8 oz (about 225 g) whole wheat pasta (penne, fusilli, spaghetti, or your choice)
1 can (15 oz / 400 g) chickpeas, drained and rinsed
3 cups fresh spinach, roughly chopped
3 cloves garlic, minced
1 small onion, finely chopped
2 tablespoons olive oil
1/2 teaspoon red chili flakes (optional, for a little heat)
1 teaspoon dried oregano or Italian seasoning
Zest of 1 lemon
Juice of 1/2 lemon
Salt and freshly ground black pepper, to taste
1/4 cup grated Parmesan cheese or vegan cheese (optional)
Fresh basil or parsley leaves, chopped for garnish
Instructions:
Cook the pasta: Bring a large pot of salted water to a boil. Add the whole wheat pasta and cook according to the package instructions until al dente (usually 8–10 minutes). Before draining, reserve about 1/2 cup of the pasta cooking water. Drain the pasta and set aside.
Sauté aromatics: While the pasta cooks, heat the olive oil in a large skillet or frying pan over medium heat. Add the finely chopped onion and sauté for about 3-4 minutes, until softened and translucent. Add the minced garlic and cook for another 1-2 minutes until fragrant, but not browned.
Cook the chickpeas: Add the drained chickpeas to the skillet along with the red chili flakes (if using), dried oregano or Italian seasoning, salt, and pepper. Stir well and cook for about 5-7 minutes, allowing the chickpeas to heat through and develop a slight golden crust.
Add the spinach: Add the roughly chopped spinach to the skillet. Stir and cook until wilted, about 2-3 minutes.

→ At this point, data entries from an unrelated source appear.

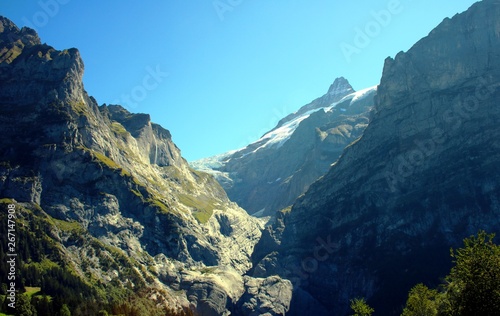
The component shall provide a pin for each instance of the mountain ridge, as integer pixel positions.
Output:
(295, 153)
(119, 182)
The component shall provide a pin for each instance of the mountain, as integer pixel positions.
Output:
(423, 176)
(108, 211)
(269, 174)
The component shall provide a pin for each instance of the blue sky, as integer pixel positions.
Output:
(219, 74)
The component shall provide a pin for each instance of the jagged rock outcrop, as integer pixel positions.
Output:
(423, 176)
(268, 175)
(121, 180)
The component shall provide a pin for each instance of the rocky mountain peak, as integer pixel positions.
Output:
(340, 87)
(13, 40)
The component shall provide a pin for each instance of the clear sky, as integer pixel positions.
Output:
(219, 74)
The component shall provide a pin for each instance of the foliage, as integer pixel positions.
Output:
(360, 307)
(471, 288)
(473, 285)
(421, 302)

Combine pasta and sauce: Add the cooked pasta to the skillet with the chickpeas and spinach. Toss everything together gently. If the mixture feels dry, add the reserved pasta water a tablespoon at a time until the texture is just right and everything is nicely coated.
Add lemon: Stir in the lemon zest and lemon juice to brighten up the flavors. Taste and adjust salt and pepper as needed.

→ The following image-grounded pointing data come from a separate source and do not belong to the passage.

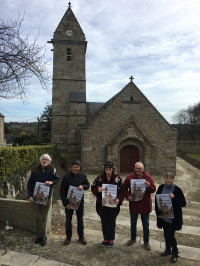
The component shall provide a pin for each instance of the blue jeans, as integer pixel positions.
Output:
(80, 225)
(145, 224)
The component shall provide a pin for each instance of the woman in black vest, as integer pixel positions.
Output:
(170, 225)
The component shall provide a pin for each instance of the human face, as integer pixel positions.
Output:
(139, 169)
(169, 180)
(75, 169)
(108, 170)
(45, 162)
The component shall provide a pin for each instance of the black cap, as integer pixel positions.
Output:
(108, 163)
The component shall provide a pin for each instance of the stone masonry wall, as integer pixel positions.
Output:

Serve: Divide the pasta among plates or bowls. Sprinkle with grated Parmesan or vegan cheese if you like. Garnish with fresh chopped basil or parsley.
Tips and Variations:
For extra protein and texture, add some toasted pine nuts or walnuts on top.
If you want a creamy sauce, stir in 2-3 tablespoons of Greek yogurt or a splash of coconut milk at the end.
Add other veggies like cherry tomatoes, zucchini, or mushrooms for more color and flavor.
Swap lemon juice for balsamic vinegar for a tangy twist.